Wychodząc z domu, który został opuszczony już przez Monikę i Carlosa dokładnie 10 minut temu Monika usłyszała krzyki, które były tak głośne, że było je można usłyszeć nawet z drugiej strony pustyni. Carlos kazał Monice iść dalej i zignorować, to co usłyszała, ale ona nie dała za wygraną. Szympans się załamał, ale i tak poszedł za nią. Szli tak z dobre 5 minut, po czym zobaczyli bociana. Był on prawdopodobnie z kultu Bocianów Koksu.
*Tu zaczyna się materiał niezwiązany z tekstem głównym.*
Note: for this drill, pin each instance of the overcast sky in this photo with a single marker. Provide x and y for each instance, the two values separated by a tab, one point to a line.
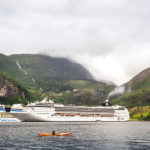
111	38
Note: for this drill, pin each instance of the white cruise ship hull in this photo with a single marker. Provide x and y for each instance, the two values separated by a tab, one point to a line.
31	117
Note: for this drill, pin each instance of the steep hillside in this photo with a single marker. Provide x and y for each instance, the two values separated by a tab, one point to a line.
83	92
49	73
13	92
62	80
137	91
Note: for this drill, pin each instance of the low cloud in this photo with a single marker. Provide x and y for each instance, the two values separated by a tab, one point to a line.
110	38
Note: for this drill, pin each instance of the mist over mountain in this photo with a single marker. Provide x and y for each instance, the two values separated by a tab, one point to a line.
55	76
137	91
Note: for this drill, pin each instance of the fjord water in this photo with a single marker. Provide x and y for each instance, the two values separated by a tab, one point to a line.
89	136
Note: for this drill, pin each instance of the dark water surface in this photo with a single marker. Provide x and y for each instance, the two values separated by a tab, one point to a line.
87	136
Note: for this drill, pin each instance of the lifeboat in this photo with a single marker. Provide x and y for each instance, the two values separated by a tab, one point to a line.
58	134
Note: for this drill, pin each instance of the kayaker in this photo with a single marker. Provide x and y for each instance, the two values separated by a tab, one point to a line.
55	132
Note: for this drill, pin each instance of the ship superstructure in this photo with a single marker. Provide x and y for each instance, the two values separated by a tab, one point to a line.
48	111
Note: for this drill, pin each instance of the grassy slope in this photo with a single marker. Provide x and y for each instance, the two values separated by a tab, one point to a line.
16	95
56	75
138	99
50	72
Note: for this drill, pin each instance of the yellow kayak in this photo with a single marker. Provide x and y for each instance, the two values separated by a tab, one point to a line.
58	134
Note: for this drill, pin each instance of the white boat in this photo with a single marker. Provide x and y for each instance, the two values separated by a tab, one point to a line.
48	111
6	117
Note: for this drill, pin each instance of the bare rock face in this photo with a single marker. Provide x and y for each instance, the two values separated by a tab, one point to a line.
9	89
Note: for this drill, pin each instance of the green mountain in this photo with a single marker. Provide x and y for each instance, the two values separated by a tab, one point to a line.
137	91
47	72
12	92
60	79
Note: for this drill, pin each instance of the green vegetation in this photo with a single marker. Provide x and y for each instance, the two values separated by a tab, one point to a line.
16	93
139	113
50	73
62	80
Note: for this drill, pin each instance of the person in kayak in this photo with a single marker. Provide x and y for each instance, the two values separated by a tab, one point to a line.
55	132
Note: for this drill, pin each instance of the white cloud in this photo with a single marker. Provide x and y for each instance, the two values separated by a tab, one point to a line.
111	38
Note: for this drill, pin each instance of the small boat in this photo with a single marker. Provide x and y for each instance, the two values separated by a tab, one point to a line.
58	134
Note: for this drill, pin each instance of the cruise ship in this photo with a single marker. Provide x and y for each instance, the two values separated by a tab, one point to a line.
47	111
7	117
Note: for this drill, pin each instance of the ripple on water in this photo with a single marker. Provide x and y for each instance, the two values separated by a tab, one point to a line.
99	135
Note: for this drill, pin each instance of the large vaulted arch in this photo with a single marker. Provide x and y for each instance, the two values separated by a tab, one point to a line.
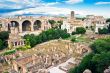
26	25
37	25
15	24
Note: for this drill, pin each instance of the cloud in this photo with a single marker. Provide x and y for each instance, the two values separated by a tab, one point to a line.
73	1
41	10
17	4
102	3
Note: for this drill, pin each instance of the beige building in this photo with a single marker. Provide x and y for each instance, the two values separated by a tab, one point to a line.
71	23
24	24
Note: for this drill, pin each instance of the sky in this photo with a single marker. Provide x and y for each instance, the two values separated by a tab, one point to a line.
54	7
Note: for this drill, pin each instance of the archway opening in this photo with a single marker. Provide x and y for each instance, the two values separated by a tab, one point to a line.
37	25
26	26
15	24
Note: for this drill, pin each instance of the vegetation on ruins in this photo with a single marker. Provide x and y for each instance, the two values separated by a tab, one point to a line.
55	24
98	60
79	30
46	36
104	30
108	20
3	39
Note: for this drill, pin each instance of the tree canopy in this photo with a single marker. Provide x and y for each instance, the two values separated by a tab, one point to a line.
98	60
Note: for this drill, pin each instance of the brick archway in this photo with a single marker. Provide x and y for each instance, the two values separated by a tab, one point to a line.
26	25
37	25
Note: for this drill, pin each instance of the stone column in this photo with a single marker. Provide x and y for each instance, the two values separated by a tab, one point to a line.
32	24
43	24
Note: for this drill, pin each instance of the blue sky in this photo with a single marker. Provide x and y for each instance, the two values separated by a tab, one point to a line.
54	7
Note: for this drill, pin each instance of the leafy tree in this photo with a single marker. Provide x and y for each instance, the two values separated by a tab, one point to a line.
52	22
73	39
101	45
80	30
98	60
102	61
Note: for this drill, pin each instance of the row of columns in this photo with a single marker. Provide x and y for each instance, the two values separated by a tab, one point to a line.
43	23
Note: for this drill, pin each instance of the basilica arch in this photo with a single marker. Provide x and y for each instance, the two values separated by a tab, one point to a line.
26	25
15	24
37	25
"WHAT!!!!!!!!!!!!!!!!!" Carlos krzyknął, po czym wziął piasek w swoje ogromne łapy i rzucił nim w oczy biednego Bociana.
On biedny zaczął krzyczeć, później się śmiał i tak w kółko, Monisia była bardzo zdziwiona. Czy on w ogóle mówi? Pomyślała. Bociany Koksu po wstąpieniu do kultu nie mogły już mówić, składają przecież taką obietnicę. Tak właśnie mówił jej nowy przyjaciel.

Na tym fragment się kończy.